Ironically, I've received better hotel deals from MGM Mirage since they just offer deals to all their members and don't track casino play and tie offers to it as religiously at Harrah's.

March 1, 2010 11:58 AM Posted by American Gaming Guru

Hunter, I guess I am picking on Jeff too much. I went back and listened again. I agree with the spirit of his argument on how AC will be in trouble with a Wynn resort in Philly. I believe Dr. Dave corrected him appropriately in regards to the convention center, Harrah's investments in AC etc. Some other points....I dont believe MGM owns any land on the boardwalk or "near the original casino strip". Their former land holdings on the boardwalk are were where Revel is currently being built (slowed down..not stalled). Borgata recently added The Water Club and Trump built a large tower at the Taj (in addition to the Harrah's tower he noted). The Pier at Caesars and the very successful Walk (outlet shops) have really added to the retail and dining offerings in the city. So while yes, AC will find itself in more trouble, if/when Wynn goes to Philly, but hey, AC seems to be trying! Perhaps just not hard enough. My apologies Jeff. Did not mean to get picky.

March 10, 2010 6:41 PM Posted by Ted Newkirk

I respectfully disagree with the panel on the Obama flap. Goodman's tantrum and other outlets keeping the story alive is a fantastic move for Las Vegas tourism. To wit:

Oscar's statements were paraded and replayed and replayed on right-wing radio shows like Rush Limbaugh and Sean Hannity. Put aside however you feel about those guys. Bottom line is that the story was pounded home to well in excess of 10 million people who really don't like Obama.

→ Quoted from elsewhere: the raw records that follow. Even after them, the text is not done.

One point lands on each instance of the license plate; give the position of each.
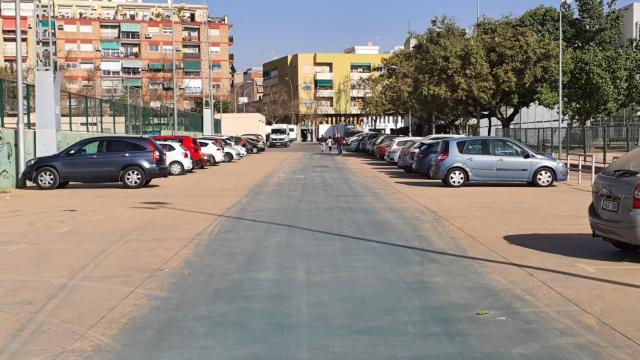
(610, 205)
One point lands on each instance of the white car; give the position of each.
(208, 147)
(178, 157)
(396, 146)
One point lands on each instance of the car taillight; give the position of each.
(154, 150)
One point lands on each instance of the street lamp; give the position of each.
(293, 113)
(410, 117)
(235, 97)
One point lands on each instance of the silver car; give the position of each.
(614, 213)
(494, 159)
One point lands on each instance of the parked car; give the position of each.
(614, 213)
(393, 151)
(212, 150)
(178, 158)
(494, 159)
(191, 144)
(424, 158)
(134, 161)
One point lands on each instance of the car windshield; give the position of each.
(630, 161)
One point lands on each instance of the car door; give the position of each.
(477, 157)
(81, 163)
(511, 164)
(113, 157)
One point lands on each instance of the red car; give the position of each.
(191, 144)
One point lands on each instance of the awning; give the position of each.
(111, 65)
(133, 82)
(132, 64)
(45, 23)
(324, 83)
(110, 45)
(192, 66)
(130, 27)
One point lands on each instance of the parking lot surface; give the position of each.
(295, 254)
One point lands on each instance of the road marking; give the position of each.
(594, 269)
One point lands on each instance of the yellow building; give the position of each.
(319, 88)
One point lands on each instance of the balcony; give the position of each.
(359, 76)
(186, 55)
(360, 92)
(324, 76)
(324, 93)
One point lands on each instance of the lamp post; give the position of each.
(235, 96)
(293, 113)
(21, 147)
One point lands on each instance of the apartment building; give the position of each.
(113, 48)
(324, 87)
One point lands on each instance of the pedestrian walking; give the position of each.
(340, 144)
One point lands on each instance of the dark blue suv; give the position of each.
(134, 161)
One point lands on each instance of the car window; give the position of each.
(506, 148)
(133, 147)
(116, 146)
(91, 148)
(475, 147)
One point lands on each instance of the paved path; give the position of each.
(318, 263)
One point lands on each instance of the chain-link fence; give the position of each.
(90, 114)
(604, 142)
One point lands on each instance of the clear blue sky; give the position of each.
(264, 30)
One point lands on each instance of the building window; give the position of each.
(70, 28)
(70, 47)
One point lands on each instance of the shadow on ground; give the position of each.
(579, 246)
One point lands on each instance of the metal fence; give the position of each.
(86, 113)
(604, 142)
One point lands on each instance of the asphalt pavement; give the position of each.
(319, 262)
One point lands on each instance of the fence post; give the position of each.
(27, 98)
(100, 111)
(69, 111)
(86, 112)
(604, 145)
(1, 103)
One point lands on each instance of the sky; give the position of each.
(267, 29)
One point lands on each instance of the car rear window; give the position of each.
(134, 147)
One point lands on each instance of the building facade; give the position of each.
(124, 48)
(320, 88)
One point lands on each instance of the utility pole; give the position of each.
(21, 147)
(560, 89)
(173, 67)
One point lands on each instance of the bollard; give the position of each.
(580, 170)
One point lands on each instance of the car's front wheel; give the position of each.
(543, 177)
(47, 178)
(176, 168)
(456, 177)
(134, 178)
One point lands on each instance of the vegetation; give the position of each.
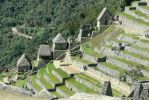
(43, 19)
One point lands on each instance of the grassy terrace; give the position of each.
(82, 60)
(96, 42)
(51, 67)
(43, 80)
(114, 67)
(136, 55)
(66, 90)
(145, 7)
(34, 83)
(90, 51)
(139, 13)
(89, 79)
(141, 48)
(80, 86)
(20, 83)
(133, 64)
(133, 18)
(55, 94)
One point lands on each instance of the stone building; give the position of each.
(85, 33)
(140, 91)
(44, 55)
(73, 45)
(107, 90)
(24, 64)
(59, 47)
(103, 19)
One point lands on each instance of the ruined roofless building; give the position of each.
(103, 18)
(59, 47)
(85, 33)
(140, 91)
(44, 55)
(107, 90)
(23, 64)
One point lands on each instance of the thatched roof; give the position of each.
(102, 13)
(44, 50)
(23, 61)
(59, 39)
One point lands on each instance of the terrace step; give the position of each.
(137, 14)
(78, 87)
(64, 91)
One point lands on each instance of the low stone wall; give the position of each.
(133, 41)
(13, 89)
(89, 58)
(145, 11)
(40, 84)
(135, 15)
(116, 84)
(57, 75)
(88, 84)
(49, 80)
(120, 64)
(133, 25)
(62, 93)
(108, 70)
(137, 51)
(72, 87)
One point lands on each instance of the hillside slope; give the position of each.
(42, 19)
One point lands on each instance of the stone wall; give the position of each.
(88, 84)
(116, 84)
(13, 89)
(135, 15)
(64, 94)
(145, 11)
(137, 51)
(108, 70)
(120, 64)
(72, 87)
(133, 25)
(89, 58)
(57, 75)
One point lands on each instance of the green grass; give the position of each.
(90, 51)
(145, 7)
(53, 78)
(132, 64)
(82, 60)
(61, 73)
(96, 41)
(20, 83)
(116, 93)
(80, 86)
(139, 13)
(143, 79)
(89, 79)
(66, 90)
(34, 83)
(55, 94)
(140, 48)
(114, 67)
(136, 55)
(133, 18)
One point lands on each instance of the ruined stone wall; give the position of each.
(133, 25)
(13, 89)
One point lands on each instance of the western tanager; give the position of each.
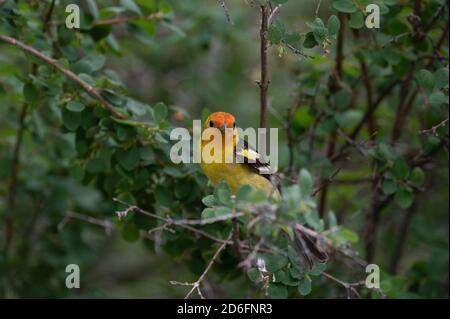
(245, 172)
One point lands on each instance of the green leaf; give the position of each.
(274, 263)
(220, 211)
(317, 269)
(254, 275)
(437, 98)
(332, 219)
(75, 106)
(425, 79)
(305, 182)
(146, 153)
(137, 108)
(277, 291)
(417, 177)
(389, 186)
(222, 194)
(404, 198)
(356, 20)
(297, 272)
(333, 25)
(277, 2)
(93, 9)
(342, 99)
(30, 92)
(209, 201)
(243, 192)
(304, 287)
(208, 213)
(302, 118)
(346, 235)
(441, 78)
(280, 276)
(130, 232)
(310, 41)
(160, 112)
(401, 168)
(95, 165)
(131, 6)
(345, 6)
(71, 119)
(128, 159)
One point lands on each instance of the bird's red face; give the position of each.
(220, 120)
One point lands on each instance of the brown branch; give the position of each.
(87, 87)
(9, 219)
(120, 20)
(335, 86)
(225, 9)
(433, 130)
(183, 223)
(196, 285)
(401, 238)
(106, 224)
(325, 182)
(264, 81)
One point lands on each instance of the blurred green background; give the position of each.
(194, 62)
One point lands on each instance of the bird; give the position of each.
(247, 171)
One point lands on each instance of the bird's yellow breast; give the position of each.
(235, 175)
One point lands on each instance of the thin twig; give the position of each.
(434, 129)
(180, 223)
(119, 20)
(106, 224)
(325, 182)
(196, 285)
(247, 263)
(225, 9)
(87, 87)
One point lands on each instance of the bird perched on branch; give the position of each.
(246, 167)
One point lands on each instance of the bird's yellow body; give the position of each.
(235, 174)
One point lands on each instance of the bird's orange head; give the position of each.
(220, 120)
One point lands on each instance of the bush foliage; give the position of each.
(363, 113)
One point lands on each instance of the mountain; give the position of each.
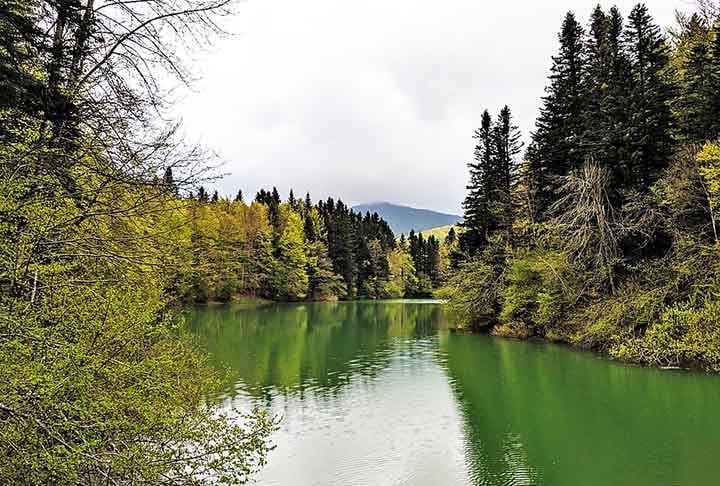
(404, 218)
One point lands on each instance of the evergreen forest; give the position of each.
(603, 231)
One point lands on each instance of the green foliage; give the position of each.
(684, 334)
(613, 241)
(534, 294)
(290, 279)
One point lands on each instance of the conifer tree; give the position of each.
(499, 184)
(202, 194)
(476, 204)
(556, 146)
(168, 181)
(291, 199)
(650, 123)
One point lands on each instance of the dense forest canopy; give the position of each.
(300, 250)
(605, 233)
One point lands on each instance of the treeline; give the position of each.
(298, 250)
(99, 382)
(605, 234)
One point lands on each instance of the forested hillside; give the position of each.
(297, 250)
(99, 383)
(605, 234)
(403, 219)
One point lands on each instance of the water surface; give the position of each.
(380, 393)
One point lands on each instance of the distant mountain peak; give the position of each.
(402, 218)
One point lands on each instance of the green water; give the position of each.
(381, 394)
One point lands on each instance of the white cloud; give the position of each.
(372, 100)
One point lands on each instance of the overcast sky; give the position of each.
(372, 100)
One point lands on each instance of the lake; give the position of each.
(380, 393)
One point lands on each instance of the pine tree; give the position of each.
(169, 182)
(556, 146)
(291, 199)
(714, 83)
(697, 107)
(649, 134)
(499, 184)
(202, 195)
(476, 204)
(613, 120)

Toss in the mainstream coverage the story got and Obama's near 50% disapproval rating, and you have a rebellious backlash of "Who is he (Obama) to tell me where to vacation, how to spend my money, or preach at me about anything" which could very well result in hundreds and hundreds of thousands of extra Las Vegas visits this year.

BTW, I rode the hell out of the story didn't cost me any readers (subscribers)

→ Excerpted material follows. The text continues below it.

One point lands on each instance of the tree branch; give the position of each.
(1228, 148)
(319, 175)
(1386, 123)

Now... we get to sit back and watch both Jim Murren and Rossi Ralenkotter both sit back and take glowing credit for the extra visits.

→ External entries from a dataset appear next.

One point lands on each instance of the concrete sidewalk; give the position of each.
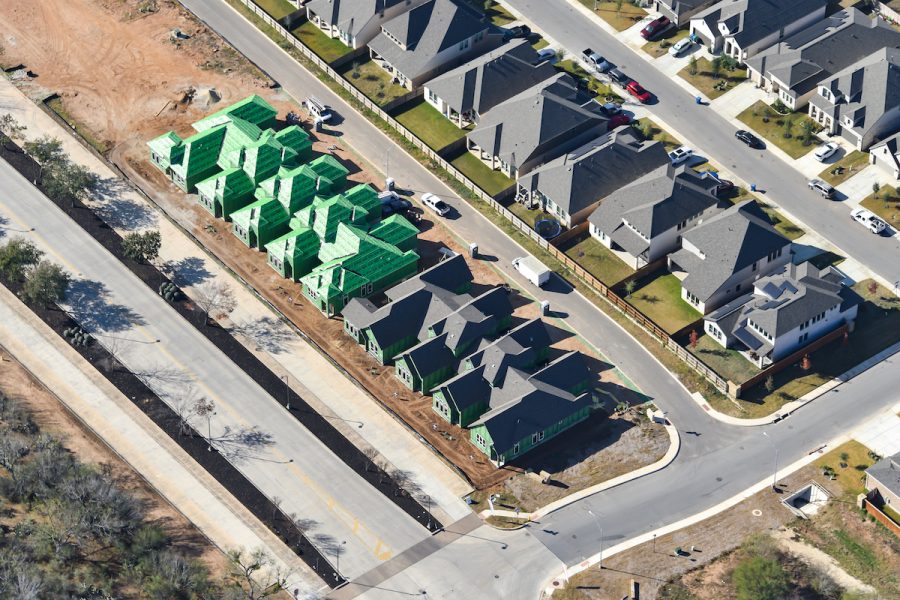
(141, 444)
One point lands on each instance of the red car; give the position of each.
(655, 28)
(636, 90)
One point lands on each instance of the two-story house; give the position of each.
(862, 102)
(742, 28)
(644, 221)
(720, 258)
(783, 313)
(355, 22)
(793, 68)
(537, 125)
(470, 90)
(431, 39)
(572, 185)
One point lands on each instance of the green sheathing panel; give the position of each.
(331, 169)
(297, 140)
(397, 231)
(201, 154)
(293, 255)
(225, 192)
(166, 150)
(252, 109)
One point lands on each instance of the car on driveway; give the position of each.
(826, 151)
(680, 154)
(638, 91)
(748, 138)
(822, 187)
(867, 219)
(435, 204)
(656, 28)
(679, 47)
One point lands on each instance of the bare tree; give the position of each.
(215, 299)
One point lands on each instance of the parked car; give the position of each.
(867, 219)
(436, 205)
(638, 91)
(680, 154)
(596, 61)
(656, 28)
(619, 77)
(748, 138)
(825, 151)
(817, 185)
(679, 47)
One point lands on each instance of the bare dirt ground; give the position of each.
(53, 418)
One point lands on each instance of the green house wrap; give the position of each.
(225, 192)
(294, 254)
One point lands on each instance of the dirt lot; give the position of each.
(117, 68)
(706, 572)
(54, 419)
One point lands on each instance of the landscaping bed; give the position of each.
(765, 121)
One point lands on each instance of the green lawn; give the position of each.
(709, 85)
(621, 18)
(661, 46)
(773, 130)
(492, 182)
(373, 81)
(327, 48)
(431, 126)
(276, 8)
(885, 204)
(597, 259)
(727, 362)
(659, 297)
(651, 131)
(877, 328)
(844, 169)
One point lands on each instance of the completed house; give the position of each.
(886, 154)
(721, 258)
(783, 313)
(537, 125)
(355, 22)
(644, 221)
(681, 11)
(572, 185)
(468, 91)
(430, 39)
(793, 68)
(742, 28)
(862, 102)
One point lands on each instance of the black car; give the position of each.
(619, 77)
(748, 138)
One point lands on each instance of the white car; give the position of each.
(825, 151)
(680, 154)
(868, 220)
(437, 205)
(680, 46)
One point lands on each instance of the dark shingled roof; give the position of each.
(729, 241)
(488, 80)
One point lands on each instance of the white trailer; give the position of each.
(533, 270)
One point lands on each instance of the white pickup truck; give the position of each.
(533, 270)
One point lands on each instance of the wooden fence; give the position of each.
(598, 286)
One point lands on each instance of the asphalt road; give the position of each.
(345, 514)
(714, 138)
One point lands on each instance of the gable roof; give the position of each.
(528, 123)
(578, 179)
(488, 80)
(655, 203)
(423, 32)
(823, 49)
(729, 241)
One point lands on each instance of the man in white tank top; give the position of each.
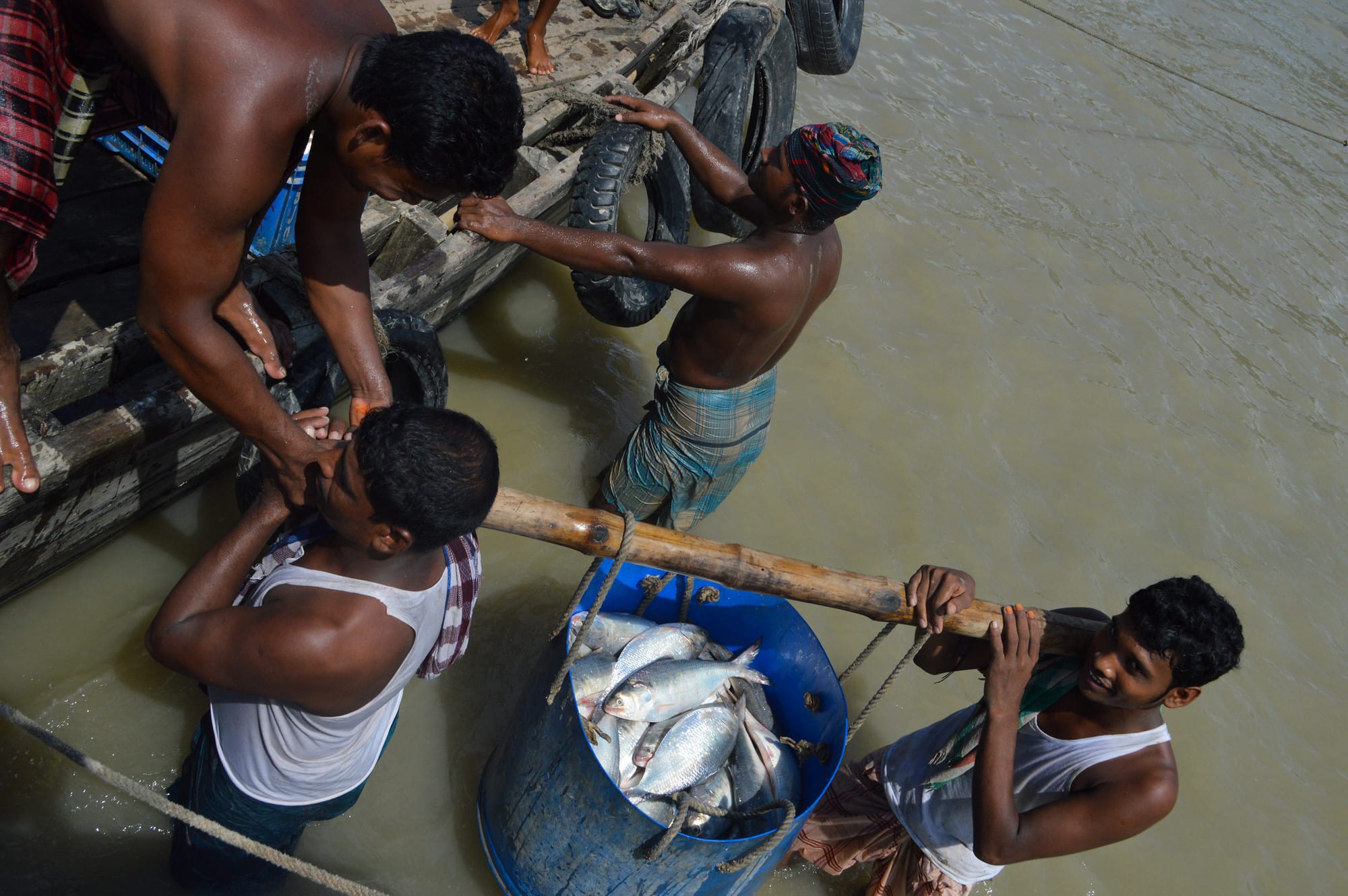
(1060, 757)
(307, 654)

Speaking of, surprised no one picked up on this blog post by R&R:

One day after the Superbowl, R&R blogged about an in-house meeting that critiqued the Superbowl ads. Let's put aside the notion that R&R is a generally inept company whose greatest claim to fame is churning through hundreds of millions of LVCVA ad dollars. (I could take a hobo from the Las Vegas Rescue Mission, give them that kind of money, and probably get the same results. I'd love to see R&R survive if they had to actually get and retain mainly private sector clients who demand accountability). Put aside how laughable having them critique ads by some of the biggest brands in America is. Companies that live or die by their advertising, and ad agencies whose contracts live or die with the success of the brands..

Look through that blog post very carefully. Something glaring is missing. Something like... oh, the KIA ad featuring Las Vegas! Kia and the little, boutique ad agency they use completely put out a better Las Vegas ad than anyone at R&R could think up. Even Mayor Goodman was quoted as saying that it was a better Vegas ad than the stuff the "we" (LVCVA) put out.

R&R refuses to take outside concepts or suggestions. They claim that basically no one else is capable of coming up with what they do or the intense thought process that goes into their campaigns. Evidently, no one but KIA.

Back to the LVCVA: Ralenkotter has been picked as chairman of the new U.S. Travel and Tourism Advisory Board. Talk about having people bamboozled. That guy seems to find endless way to spend zillions of dollars of public/private partnership money. Wonder who the juiced-in ad agency this new board uses will be?